|Department of Public Information • News and Media Division • New York|
Secretary-General pledges to fill gap in knowledge about causes, effects
of transatlantic sLave trade
Following is the text of UN Secretary-General Ban Ki-moon’s message to the ceremony for the launch of the Trust Fund and the appointment of Russell Simmons as Goodwill Ambassador for the Permanent Memorial at the United Nations to Honour the Victims of Slavery and the Transatlantic Slave Trade, delivered by Kiyo Akasaka, Under-Secretary-General for Communications and Public Information, in New York today, 20 May:
Every year on 25 March, the United Nations observes the International Day of Remembrance of the Victims of Slavery and the Transatlantic Slave Trade. The Day honours the millions of Africans violently removed from their homelands and cast into slavery, and offers an opportunity to reflect on the legacy of slavery and the dangers of racism and prejudice today.
The transatlantic slave trade played a major part in world history. Yet little is known about it or its lasting consequences. Also unknown are the important contributions made by slaves to the building of societies in which they lived, and to world civilization in general.
The United Nations, through an outreach programme managed by the Department of Public Information, is strongly committed to filling this knowledge gap. We hope to encourage broad study of the causes and lessons of the 400-year slave trade. We want to mobilize educational institutions and civil society to discuss the threat of intolerance, from which no society is immune.

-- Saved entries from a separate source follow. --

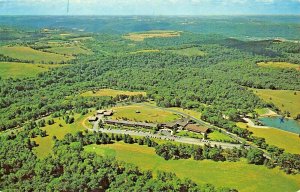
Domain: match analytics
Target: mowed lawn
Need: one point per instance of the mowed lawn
(284, 65)
(194, 51)
(285, 100)
(239, 175)
(146, 113)
(19, 70)
(46, 143)
(27, 53)
(111, 93)
(283, 139)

I am pleased to announce that a Trust Fund for the Permanent Memorial has been set up. The Fund will be managed on my behalf by the United Nations Office for Partnerships, which will provide technical advice and strategic guidance to this important initiative. I am delighted that Russell Simmons, the renowned musical impresario and activist, has agreed to serve as a Goodwill Ambassador for the Memorial.
The idea for the Memorial was an initiative of the Caribbean Community, and was welcomed by the General Assembly. I congratulate the Member States of CARICOM and the African Union, which are playing a leading role in this effort. I thank Mr. Simmons for lending his remarkable talents to this global cause. I call on Member States and others to contribute generously, and I look forward to joining you again for an early unveiling of what will no doubt be a moving, important presence at our newly refurbished Headquarters complex.